I suspect the other participants in attendance were wondering why I was asking such weird questions. At the conclusion of the meeting, I had a rudimentary idea of what I was getting ready to do. I tried to visualize a game plan for the contest to have some measure of a foundation to work from in the morning.




The tournament day

I slept in until about 8 o’clock on the morning of the tournament, which is later than I normally sleep but having pre-registered and weighed in there was no need to get there early and I figured I needed as much rest as possible in anticipation of clashing with competitors who will likely be younger stronger and faster than I. Like most mornings I woke up with a stiff back neck and shoulders, a constant reminder of decades of competitive combat sports. I took a warm shower and did my stretching and breathing routine (which is proven to be tremendously helpful in maintaining mobility), got dressed, ate the continental breakfast at the hotel, and thought a little more about game planning.

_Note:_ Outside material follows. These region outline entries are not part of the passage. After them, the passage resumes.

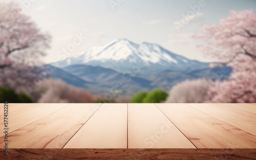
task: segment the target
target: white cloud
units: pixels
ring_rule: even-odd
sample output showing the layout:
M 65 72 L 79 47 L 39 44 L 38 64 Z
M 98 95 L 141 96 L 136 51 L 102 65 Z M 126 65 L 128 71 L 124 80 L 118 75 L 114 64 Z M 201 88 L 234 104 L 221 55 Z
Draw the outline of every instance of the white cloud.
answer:
M 56 40 L 57 41 L 67 41 L 67 40 L 69 40 L 75 37 L 75 34 L 70 34 L 68 36 L 63 36 L 60 37 L 59 38 L 57 38 Z
M 182 17 L 182 18 L 179 20 L 177 20 L 176 21 L 175 21 L 173 23 L 174 24 L 183 24 L 183 22 L 182 22 L 182 20 L 183 20 L 183 18 L 185 19 L 184 20 L 185 21 L 187 21 L 187 19 L 188 19 L 188 21 L 191 21 L 193 19 L 196 19 L 198 17 L 201 17 L 203 15 L 203 14 L 202 12 L 199 12 L 195 15 L 194 16 L 186 16 L 185 18 L 184 18 L 184 17 Z
M 47 26 L 55 26 L 57 24 L 58 24 L 58 22 L 53 22 L 53 23 L 47 24 Z
M 189 33 L 189 34 L 178 33 L 176 34 L 176 37 L 180 38 L 191 37 L 191 36 L 192 36 L 193 35 L 193 34 L 192 33 Z
M 170 40 L 165 43 L 164 44 L 172 44 L 174 43 L 183 43 L 185 42 L 185 40 L 183 39 L 172 39 Z
M 36 10 L 38 10 L 38 11 L 42 11 L 42 10 L 45 10 L 47 8 L 47 6 L 41 6 L 38 7 L 36 9 Z
M 151 21 L 149 21 L 147 22 L 143 22 L 142 24 L 154 24 L 156 23 L 161 23 L 162 21 L 160 20 L 153 20 Z

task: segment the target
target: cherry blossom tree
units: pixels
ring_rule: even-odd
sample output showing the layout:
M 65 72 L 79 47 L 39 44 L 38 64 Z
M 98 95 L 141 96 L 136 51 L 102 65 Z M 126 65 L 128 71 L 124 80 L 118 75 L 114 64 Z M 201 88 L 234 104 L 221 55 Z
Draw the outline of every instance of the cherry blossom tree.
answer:
M 0 86 L 13 88 L 33 81 L 51 39 L 18 9 L 0 2 Z
M 165 103 L 204 103 L 207 98 L 205 79 L 186 80 L 173 87 Z
M 256 14 L 252 11 L 236 12 L 219 24 L 203 25 L 203 33 L 196 38 L 205 40 L 199 46 L 207 56 L 232 68 L 227 81 L 218 81 L 208 92 L 214 102 L 256 102 Z
M 93 103 L 97 97 L 58 79 L 44 79 L 30 92 L 25 87 L 19 87 L 18 93 L 25 93 L 37 103 Z

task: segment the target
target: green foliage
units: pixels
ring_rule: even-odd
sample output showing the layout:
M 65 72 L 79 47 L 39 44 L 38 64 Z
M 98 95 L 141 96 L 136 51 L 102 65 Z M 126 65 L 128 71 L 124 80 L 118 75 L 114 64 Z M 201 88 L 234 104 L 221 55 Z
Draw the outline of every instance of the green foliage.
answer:
M 115 103 L 115 102 L 116 102 L 115 101 L 115 100 L 113 99 L 110 100 L 99 99 L 95 101 L 95 103 Z
M 24 93 L 17 94 L 11 88 L 0 86 L 0 102 L 32 103 L 32 99 Z
M 132 97 L 131 103 L 160 103 L 166 100 L 168 97 L 164 91 L 159 89 L 155 89 L 147 93 L 140 92 Z
M 130 103 L 142 103 L 142 101 L 147 95 L 147 92 L 145 91 L 140 92 L 131 98 Z
M 159 89 L 155 89 L 150 92 L 143 99 L 143 103 L 160 103 L 166 100 L 168 94 Z

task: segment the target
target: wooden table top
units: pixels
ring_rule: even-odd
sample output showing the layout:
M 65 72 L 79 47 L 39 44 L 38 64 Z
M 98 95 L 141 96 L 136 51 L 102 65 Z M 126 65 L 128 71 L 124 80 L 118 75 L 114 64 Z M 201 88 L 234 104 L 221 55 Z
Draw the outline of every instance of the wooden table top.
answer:
M 9 148 L 256 148 L 256 104 L 10 103 L 8 112 Z

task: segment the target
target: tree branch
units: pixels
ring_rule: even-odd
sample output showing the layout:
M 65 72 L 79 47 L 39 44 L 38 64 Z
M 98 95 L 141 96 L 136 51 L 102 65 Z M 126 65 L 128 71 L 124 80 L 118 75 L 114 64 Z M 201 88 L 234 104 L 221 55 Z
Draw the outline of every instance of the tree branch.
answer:
M 5 67 L 10 67 L 12 65 L 11 64 L 4 64 L 3 65 L 0 65 L 0 69 L 3 69 L 5 68 Z
M 12 50 L 9 50 L 7 52 L 7 54 L 5 55 L 6 57 L 7 57 L 9 55 L 10 55 L 11 53 L 17 51 L 17 50 L 20 50 L 22 49 L 26 49 L 27 48 L 28 48 L 29 46 L 28 45 L 26 45 L 23 47 L 19 47 L 19 48 L 13 48 Z
M 250 31 L 249 31 L 246 29 L 244 29 L 244 30 L 245 31 L 245 32 L 246 32 L 246 33 L 249 35 L 249 37 L 256 37 L 255 34 L 251 33 Z
M 244 48 L 243 48 L 243 49 L 244 50 L 244 51 L 245 51 L 244 54 L 245 55 L 247 55 L 247 56 L 250 57 L 253 59 L 256 59 L 256 55 L 253 55 L 252 54 L 249 53 L 246 49 L 245 49 Z
M 231 34 L 231 36 L 235 36 L 235 35 L 240 35 L 240 36 L 241 36 L 242 37 L 246 37 L 246 38 L 253 38 L 253 37 L 256 37 L 256 35 L 255 34 L 252 34 L 251 33 L 250 31 L 249 31 L 248 30 L 245 29 L 244 29 L 244 31 L 245 32 L 245 33 L 246 33 L 248 35 L 245 35 L 242 33 L 235 33 L 234 34 L 232 34 L 232 33 Z

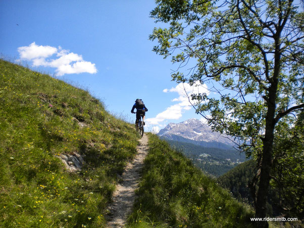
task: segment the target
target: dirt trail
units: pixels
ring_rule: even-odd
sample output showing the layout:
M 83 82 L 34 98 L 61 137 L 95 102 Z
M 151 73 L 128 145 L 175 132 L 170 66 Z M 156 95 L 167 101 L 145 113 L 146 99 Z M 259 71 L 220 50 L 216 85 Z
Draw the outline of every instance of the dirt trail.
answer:
M 135 199 L 135 190 L 140 177 L 140 171 L 148 151 L 148 137 L 144 134 L 137 146 L 137 154 L 128 163 L 122 174 L 122 181 L 113 193 L 113 202 L 109 207 L 108 227 L 122 227 L 128 215 L 131 213 Z

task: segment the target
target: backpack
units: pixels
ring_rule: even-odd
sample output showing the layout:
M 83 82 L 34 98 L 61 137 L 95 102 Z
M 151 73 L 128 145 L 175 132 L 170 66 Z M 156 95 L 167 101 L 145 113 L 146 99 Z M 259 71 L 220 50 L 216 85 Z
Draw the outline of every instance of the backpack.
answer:
M 135 107 L 136 109 L 143 109 L 144 107 L 144 104 L 142 102 L 142 100 L 141 100 L 141 99 L 136 99 L 136 100 L 135 100 Z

I headed to the venue and arrive about  40 minutes early. I went in and talked with one of the referees I knew from my Judo years. Scanned the crowd again and validated my assumption that I was in fact the “old guy”. Some place along the line I may have turned into the guy I used to want before or after a hard match working my way through the bracket. I put a little tape on my feet and ankles for some additional support then cover it up with my old wrestling shoes. I probably hadn’t worn them in over 25 years, luckily, they still fit, unfortunately, it does give evidence to my wife’s argument that I’m turning into a hoarder. 


At 11:00 they had all the competitors line up on the mat and they did another quick overview of the rules and let us vote if we wanted chokes (not legal is sport Sambo at larger events), the majority wanted chokes, so they were allowed.

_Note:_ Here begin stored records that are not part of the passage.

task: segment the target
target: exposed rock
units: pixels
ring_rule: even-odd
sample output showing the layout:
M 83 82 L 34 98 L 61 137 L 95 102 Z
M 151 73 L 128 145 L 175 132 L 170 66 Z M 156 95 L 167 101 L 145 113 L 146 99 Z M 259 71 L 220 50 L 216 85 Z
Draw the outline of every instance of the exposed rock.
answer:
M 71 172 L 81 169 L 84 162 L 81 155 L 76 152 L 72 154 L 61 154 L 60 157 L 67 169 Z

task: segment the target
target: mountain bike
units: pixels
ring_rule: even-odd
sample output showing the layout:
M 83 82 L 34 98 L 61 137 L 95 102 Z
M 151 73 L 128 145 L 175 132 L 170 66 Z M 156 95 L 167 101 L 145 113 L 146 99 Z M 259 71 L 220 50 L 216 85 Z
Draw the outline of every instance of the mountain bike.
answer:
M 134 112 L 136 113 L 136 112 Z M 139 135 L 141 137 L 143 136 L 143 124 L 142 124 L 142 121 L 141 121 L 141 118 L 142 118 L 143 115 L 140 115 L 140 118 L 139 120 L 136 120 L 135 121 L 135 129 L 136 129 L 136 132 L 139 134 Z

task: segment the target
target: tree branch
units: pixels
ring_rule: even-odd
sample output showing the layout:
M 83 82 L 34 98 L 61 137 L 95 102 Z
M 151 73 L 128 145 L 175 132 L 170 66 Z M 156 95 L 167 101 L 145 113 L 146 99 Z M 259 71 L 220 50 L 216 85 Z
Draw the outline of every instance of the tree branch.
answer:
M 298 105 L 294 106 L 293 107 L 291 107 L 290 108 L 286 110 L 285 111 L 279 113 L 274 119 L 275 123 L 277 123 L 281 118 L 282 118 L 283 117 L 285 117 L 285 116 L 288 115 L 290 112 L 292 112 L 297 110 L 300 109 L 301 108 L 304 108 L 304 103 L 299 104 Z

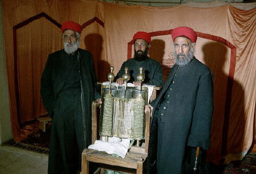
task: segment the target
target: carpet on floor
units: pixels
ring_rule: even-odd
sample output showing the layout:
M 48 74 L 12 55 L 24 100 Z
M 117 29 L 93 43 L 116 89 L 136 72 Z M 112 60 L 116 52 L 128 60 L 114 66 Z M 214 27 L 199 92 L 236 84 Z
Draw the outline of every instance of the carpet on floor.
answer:
M 19 142 L 10 140 L 3 145 L 10 146 L 17 148 L 48 154 L 49 131 L 43 132 L 39 130 L 29 135 L 26 140 Z M 250 153 L 243 160 L 233 161 L 222 166 L 210 165 L 213 174 L 256 174 L 256 154 Z

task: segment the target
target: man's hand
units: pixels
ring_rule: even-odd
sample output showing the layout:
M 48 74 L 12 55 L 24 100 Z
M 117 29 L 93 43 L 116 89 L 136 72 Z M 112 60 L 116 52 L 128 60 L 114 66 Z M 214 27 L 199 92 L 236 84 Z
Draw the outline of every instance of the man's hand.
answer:
M 101 99 L 98 99 L 96 100 L 96 102 L 98 103 L 100 103 L 100 104 L 101 104 L 102 103 L 102 102 L 101 102 Z
M 134 84 L 135 87 L 137 87 L 140 85 L 140 82 L 138 81 L 134 81 L 133 83 Z M 145 83 L 141 83 L 141 87 L 143 86 L 145 84 Z
M 135 87 L 137 87 L 140 85 L 140 82 L 138 81 L 134 81 L 133 83 L 134 84 Z
M 151 115 L 150 115 L 150 117 L 152 117 L 152 111 L 153 111 L 153 107 L 152 107 L 152 106 L 150 105 L 147 105 L 145 106 L 145 109 L 144 110 L 144 112 L 146 114 L 146 110 L 147 109 L 148 109 L 148 108 L 149 108 L 150 109 L 150 110 L 151 110 L 151 112 L 150 112 L 150 114 L 151 114 Z
M 123 84 L 123 79 L 122 78 L 118 78 L 115 82 L 118 84 L 118 86 L 122 86 Z

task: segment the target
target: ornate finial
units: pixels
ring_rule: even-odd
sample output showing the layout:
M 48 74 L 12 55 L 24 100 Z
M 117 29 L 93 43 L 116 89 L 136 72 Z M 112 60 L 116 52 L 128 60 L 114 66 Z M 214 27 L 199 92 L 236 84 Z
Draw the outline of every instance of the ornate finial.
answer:
M 141 67 L 139 68 L 140 73 L 137 75 L 137 80 L 140 83 L 142 83 L 145 79 L 145 75 L 142 73 L 143 67 Z
M 128 74 L 128 71 L 129 71 L 129 68 L 128 68 L 127 67 L 126 67 L 124 68 L 124 74 L 122 76 L 122 78 L 123 79 L 124 81 L 129 81 L 130 80 L 130 78 L 131 76 L 130 76 L 130 75 Z
M 114 78 L 115 78 L 115 76 L 114 75 L 114 74 L 113 73 L 114 71 L 114 67 L 110 67 L 110 73 L 108 73 L 108 80 L 111 82 L 111 83 L 113 81 Z

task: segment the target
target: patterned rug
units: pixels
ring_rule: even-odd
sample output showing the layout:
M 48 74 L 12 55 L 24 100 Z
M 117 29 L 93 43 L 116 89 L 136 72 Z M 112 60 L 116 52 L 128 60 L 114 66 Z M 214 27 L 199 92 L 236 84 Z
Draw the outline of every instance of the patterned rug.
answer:
M 223 167 L 223 174 L 256 174 L 256 154 L 249 153 L 242 161 L 233 161 Z
M 19 142 L 10 140 L 4 142 L 3 146 L 9 146 L 24 150 L 30 150 L 44 154 L 49 153 L 49 136 L 46 133 L 39 131 Z

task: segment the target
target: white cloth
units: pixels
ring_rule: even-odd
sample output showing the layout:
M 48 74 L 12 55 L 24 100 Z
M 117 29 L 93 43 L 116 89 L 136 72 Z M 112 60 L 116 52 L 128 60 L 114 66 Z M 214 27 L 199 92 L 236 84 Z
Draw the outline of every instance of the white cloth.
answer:
M 109 86 L 109 81 L 104 82 L 102 83 L 102 85 Z M 121 86 L 123 87 L 124 85 L 125 85 L 125 84 L 124 83 L 123 85 L 122 85 Z M 117 90 L 118 90 L 119 85 L 117 83 L 113 82 L 111 83 L 111 86 L 116 86 L 117 88 Z M 131 83 L 127 83 L 127 86 L 128 87 L 134 87 L 134 84 Z M 155 87 L 155 86 L 148 85 L 144 85 L 142 86 L 142 87 L 147 87 L 148 88 L 148 103 L 149 103 L 149 100 L 150 100 L 150 97 L 151 97 L 151 95 L 152 95 L 154 87 Z
M 108 154 L 115 154 L 124 158 L 129 147 L 129 138 L 121 139 L 118 137 L 108 137 L 108 142 L 96 140 L 88 148 L 105 151 Z

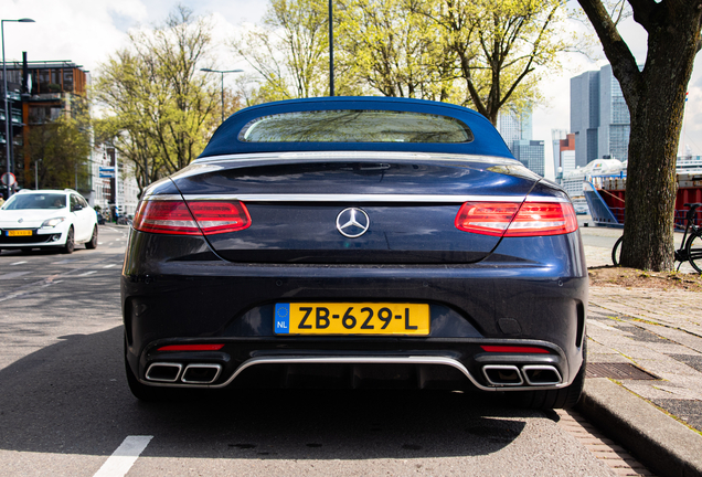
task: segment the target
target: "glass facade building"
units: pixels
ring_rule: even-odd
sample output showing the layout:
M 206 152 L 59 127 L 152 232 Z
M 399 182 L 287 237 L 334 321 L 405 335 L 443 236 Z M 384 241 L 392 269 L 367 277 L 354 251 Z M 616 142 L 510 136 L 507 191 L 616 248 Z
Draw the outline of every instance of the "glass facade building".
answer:
M 498 130 L 504 142 L 514 155 L 532 172 L 543 176 L 545 172 L 544 141 L 532 140 L 531 110 L 518 114 L 500 113 Z
M 611 65 L 571 78 L 571 131 L 575 134 L 575 163 L 598 158 L 628 159 L 629 108 Z

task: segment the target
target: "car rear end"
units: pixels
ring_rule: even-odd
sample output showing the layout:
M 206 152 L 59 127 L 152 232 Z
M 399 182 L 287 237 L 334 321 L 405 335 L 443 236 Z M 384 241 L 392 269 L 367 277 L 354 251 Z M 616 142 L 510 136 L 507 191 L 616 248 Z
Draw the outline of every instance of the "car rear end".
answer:
M 214 153 L 148 190 L 121 279 L 137 394 L 576 380 L 587 273 L 561 189 L 506 155 L 330 149 Z

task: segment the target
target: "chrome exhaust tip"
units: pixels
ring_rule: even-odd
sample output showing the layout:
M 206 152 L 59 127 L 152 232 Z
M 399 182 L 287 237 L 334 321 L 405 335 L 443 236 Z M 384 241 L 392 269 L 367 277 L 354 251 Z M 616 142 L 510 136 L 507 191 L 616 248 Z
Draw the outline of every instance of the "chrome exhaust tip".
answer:
M 187 384 L 212 384 L 220 378 L 220 364 L 188 364 L 181 381 Z
M 522 367 L 522 372 L 529 385 L 556 385 L 563 378 L 555 367 L 544 364 L 529 364 Z
M 519 368 L 511 364 L 486 364 L 482 367 L 482 374 L 494 386 L 517 386 L 524 383 Z
M 176 382 L 182 369 L 183 365 L 179 363 L 151 363 L 146 372 L 146 379 L 156 382 Z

Some great things I learned about Sambo.


  • It’s a lot of fun!


  • It is very much like a Brazilian Jiu-Jitsu match, with pins done with the pace and intensity of wrestling (it was physically exhausting 😊 )



  • You only have one minute to finish a submission, or they will stand you up and keep the match going. 

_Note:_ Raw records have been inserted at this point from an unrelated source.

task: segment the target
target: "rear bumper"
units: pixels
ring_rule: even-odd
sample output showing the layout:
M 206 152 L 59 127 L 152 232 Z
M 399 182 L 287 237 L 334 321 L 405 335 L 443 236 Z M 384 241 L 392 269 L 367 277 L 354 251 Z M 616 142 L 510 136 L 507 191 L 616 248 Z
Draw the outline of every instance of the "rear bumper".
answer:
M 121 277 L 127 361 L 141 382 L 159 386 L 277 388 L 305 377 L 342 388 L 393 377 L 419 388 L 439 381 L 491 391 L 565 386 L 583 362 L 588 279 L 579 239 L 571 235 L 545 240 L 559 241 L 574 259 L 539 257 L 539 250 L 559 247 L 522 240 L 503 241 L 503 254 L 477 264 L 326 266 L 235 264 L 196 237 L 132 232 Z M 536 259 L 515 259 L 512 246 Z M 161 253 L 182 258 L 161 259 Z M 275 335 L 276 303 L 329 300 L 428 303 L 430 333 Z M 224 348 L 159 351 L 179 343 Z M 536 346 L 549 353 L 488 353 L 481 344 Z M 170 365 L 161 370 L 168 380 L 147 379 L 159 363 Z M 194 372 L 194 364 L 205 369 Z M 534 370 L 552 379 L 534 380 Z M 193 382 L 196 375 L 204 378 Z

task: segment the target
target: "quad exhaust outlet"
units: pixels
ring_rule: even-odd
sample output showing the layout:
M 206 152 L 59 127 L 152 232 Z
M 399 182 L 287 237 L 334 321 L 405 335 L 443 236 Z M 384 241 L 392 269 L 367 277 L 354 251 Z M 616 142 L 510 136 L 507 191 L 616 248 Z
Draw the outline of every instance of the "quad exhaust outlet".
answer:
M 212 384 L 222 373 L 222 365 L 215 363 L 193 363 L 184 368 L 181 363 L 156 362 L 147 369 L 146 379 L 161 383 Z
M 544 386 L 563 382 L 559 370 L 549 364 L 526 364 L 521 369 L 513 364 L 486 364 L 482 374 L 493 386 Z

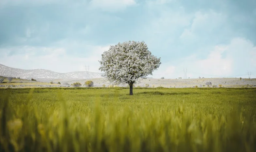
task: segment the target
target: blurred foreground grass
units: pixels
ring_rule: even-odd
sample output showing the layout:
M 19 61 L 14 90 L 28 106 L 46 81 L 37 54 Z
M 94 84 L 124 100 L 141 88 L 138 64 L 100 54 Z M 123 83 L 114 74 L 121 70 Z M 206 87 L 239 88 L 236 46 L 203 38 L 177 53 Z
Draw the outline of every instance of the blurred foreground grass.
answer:
M 0 89 L 0 151 L 256 151 L 255 88 Z

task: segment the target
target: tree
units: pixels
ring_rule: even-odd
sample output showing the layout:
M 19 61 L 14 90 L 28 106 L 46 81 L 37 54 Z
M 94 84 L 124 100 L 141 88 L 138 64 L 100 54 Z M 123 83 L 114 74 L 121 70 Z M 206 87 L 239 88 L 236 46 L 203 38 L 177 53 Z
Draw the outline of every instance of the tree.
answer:
M 71 85 L 75 87 L 79 87 L 82 85 L 82 84 L 80 83 L 77 82 L 71 84 Z
M 93 82 L 92 81 L 89 81 L 86 82 L 85 85 L 87 87 L 91 87 L 93 86 Z
M 113 84 L 128 83 L 132 95 L 133 84 L 152 75 L 161 64 L 160 59 L 151 54 L 144 42 L 119 43 L 102 55 L 99 70 Z
M 8 77 L 7 79 L 9 80 L 9 82 L 10 83 L 11 82 L 11 81 L 12 80 L 12 78 L 11 77 Z

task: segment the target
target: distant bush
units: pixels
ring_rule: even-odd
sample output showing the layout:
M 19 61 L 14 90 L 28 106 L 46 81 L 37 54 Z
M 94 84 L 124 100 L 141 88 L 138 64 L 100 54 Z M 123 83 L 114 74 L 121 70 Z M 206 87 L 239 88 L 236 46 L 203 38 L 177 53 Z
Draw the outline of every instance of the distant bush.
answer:
M 77 82 L 75 83 L 73 83 L 71 84 L 72 85 L 73 85 L 75 87 L 79 87 L 81 86 L 82 84 L 80 83 Z
M 8 78 L 7 78 L 7 79 L 9 81 L 9 82 L 10 83 L 11 82 L 11 81 L 12 80 L 12 78 L 11 77 L 8 77 Z
M 85 82 L 85 85 L 87 87 L 92 87 L 93 86 L 93 82 L 90 80 L 87 81 Z
M 212 82 L 207 82 L 206 83 L 206 85 L 207 85 L 207 86 L 212 86 Z

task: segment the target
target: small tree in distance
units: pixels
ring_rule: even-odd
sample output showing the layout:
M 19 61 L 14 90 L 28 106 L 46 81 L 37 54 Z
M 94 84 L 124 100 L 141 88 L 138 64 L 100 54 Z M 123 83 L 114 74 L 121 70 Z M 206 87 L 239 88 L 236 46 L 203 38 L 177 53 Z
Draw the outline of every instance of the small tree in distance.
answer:
M 161 64 L 160 59 L 151 54 L 144 42 L 119 43 L 102 55 L 99 70 L 113 84 L 128 83 L 132 95 L 134 83 L 152 75 Z
M 93 82 L 91 81 L 87 81 L 85 82 L 85 85 L 87 87 L 92 87 L 93 86 Z
M 10 83 L 11 82 L 11 81 L 12 80 L 12 78 L 11 77 L 8 77 L 7 79 L 9 81 L 9 82 Z
M 80 83 L 77 82 L 71 84 L 71 85 L 75 87 L 80 87 L 82 84 Z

  • Respect and sportsmanship are very important parts of the culture. 



  • Click Here to see one of my matches:




It was a great experience, and I met some great people. My only regret is I didn’t try it back when I was really a competitor. I really don’t think this wonderful sport gets the credit it deserves. I would strongly recommend any participant in Judo, Jiu-Jitsu, or wrestling give it a try. It will help polish the edges between the three sports and help make any combat athlete more well-rounded.